E-mail Response Management System (ERMS)
E-mail management systems similar to Interactive Voice Response (IVR) and Automatic Call Distribution (ACD), provide control over incoming e-mail. The three main components of the ERMS include Intelligent Routing, Auto Response, and E-mail monitoring.

Intelligent routing determines which service desk agent should receive which e-mail based on skills and expertise area. Intelligent routing also allows for the use of prioritized routing rules to streamline or slow down e-mails in the queue based on who the customer is and the text contained within the message. Auto Response is the second component which is an automatic suggest function where an automatic e-mail is sent in response to a customer with suggestions on how their problem can be handled. The auto response sends a standard message of acknowledgement and the auto suggest sends suggested steps for resolution to fix the customer problem. E-mail monitoring allows the manager to establish the rules, which monitor outgoing e-mails. If the subject or content of the e-mail falls within the boundary of the rules, the e-mail can be sent to the manager first rather than the customer for auditing purposes.

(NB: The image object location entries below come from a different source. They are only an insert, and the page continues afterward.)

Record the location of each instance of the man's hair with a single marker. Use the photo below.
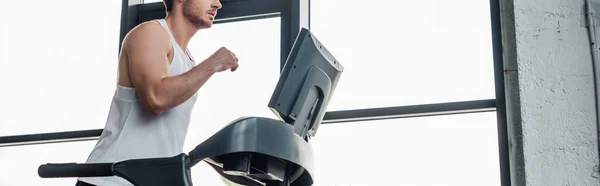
(168, 5)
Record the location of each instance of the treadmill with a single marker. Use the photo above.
(253, 151)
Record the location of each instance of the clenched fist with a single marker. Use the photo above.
(222, 60)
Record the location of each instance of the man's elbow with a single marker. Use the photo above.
(155, 106)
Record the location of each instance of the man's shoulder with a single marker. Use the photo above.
(149, 31)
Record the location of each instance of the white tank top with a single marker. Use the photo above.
(131, 132)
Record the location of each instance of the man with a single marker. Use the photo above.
(156, 87)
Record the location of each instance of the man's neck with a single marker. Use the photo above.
(182, 29)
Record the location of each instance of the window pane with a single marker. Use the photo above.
(448, 150)
(20, 163)
(59, 61)
(407, 52)
(230, 95)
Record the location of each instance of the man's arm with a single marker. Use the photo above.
(147, 48)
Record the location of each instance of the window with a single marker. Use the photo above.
(228, 96)
(441, 150)
(59, 61)
(405, 53)
(20, 163)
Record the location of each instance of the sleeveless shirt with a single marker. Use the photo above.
(131, 132)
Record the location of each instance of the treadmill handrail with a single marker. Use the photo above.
(57, 170)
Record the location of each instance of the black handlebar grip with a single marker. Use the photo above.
(56, 170)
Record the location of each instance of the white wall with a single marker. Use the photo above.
(554, 89)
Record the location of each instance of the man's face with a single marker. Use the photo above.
(201, 12)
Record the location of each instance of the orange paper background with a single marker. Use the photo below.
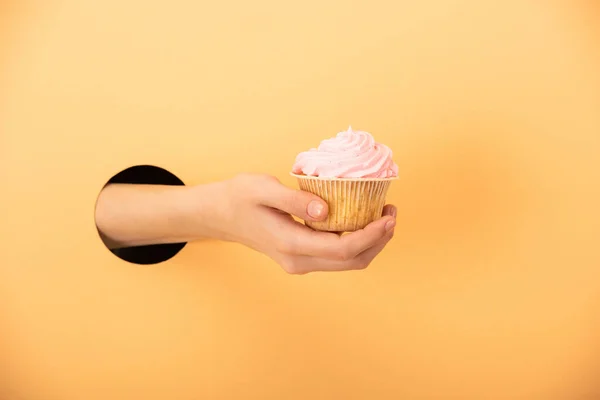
(490, 289)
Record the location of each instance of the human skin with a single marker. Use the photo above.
(251, 209)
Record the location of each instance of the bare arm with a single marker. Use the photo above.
(135, 215)
(254, 210)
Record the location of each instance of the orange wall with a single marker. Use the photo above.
(490, 289)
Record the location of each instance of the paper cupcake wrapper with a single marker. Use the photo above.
(353, 203)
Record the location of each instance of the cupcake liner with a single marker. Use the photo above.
(353, 203)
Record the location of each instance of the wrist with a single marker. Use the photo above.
(209, 211)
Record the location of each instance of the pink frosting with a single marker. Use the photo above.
(350, 154)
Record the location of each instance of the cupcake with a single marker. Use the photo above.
(352, 173)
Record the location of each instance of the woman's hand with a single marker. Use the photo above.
(253, 210)
(256, 211)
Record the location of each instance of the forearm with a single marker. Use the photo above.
(135, 215)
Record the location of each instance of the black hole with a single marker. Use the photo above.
(149, 175)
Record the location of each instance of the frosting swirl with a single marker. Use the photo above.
(350, 154)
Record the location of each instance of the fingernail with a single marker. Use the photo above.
(390, 225)
(315, 209)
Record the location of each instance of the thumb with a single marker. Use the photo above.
(302, 204)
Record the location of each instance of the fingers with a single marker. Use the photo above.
(333, 261)
(304, 205)
(341, 248)
(301, 265)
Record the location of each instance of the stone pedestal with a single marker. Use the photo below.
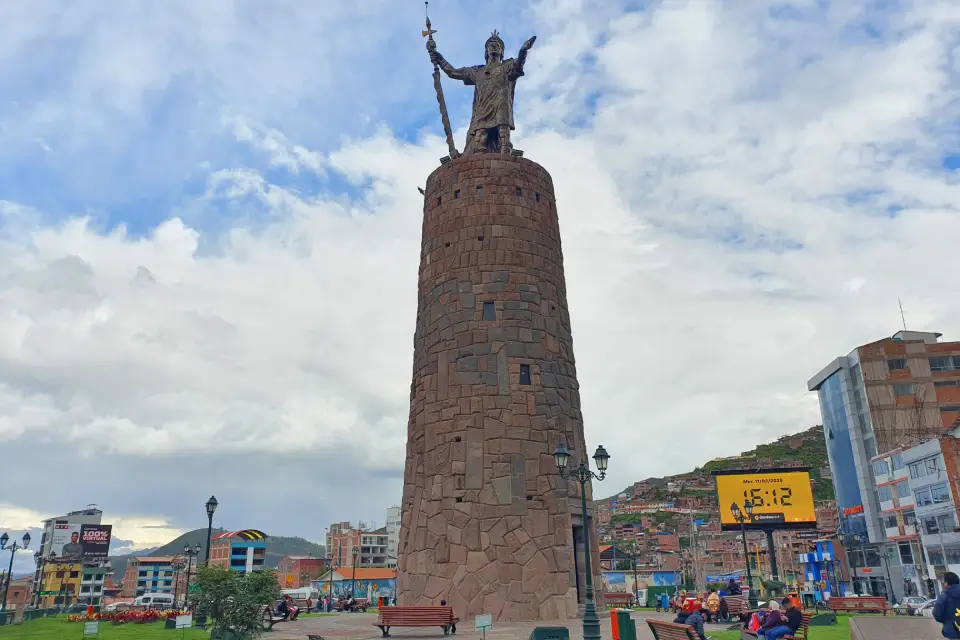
(487, 523)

ERMS and IVR have traditionally been found in mid-size to large organizations in the United States and have been growing within small organizations for several years.

Unified Messaging
As interfaces with customers become multi-media (phone, e-mail, Web chat, etc.) the need for service agents having consistent and integrated views of all conversations increases. The unified messaging queue integrates conversation instances for various mediums into a single indexed and filtered directory. Interactions with clients across mediums are merged and viewable so the service agents have all client history at their fingertips. In addition, text to speech and speech to text translations accompany the integration services to ease service desk playback and distribution of client interactions across various media.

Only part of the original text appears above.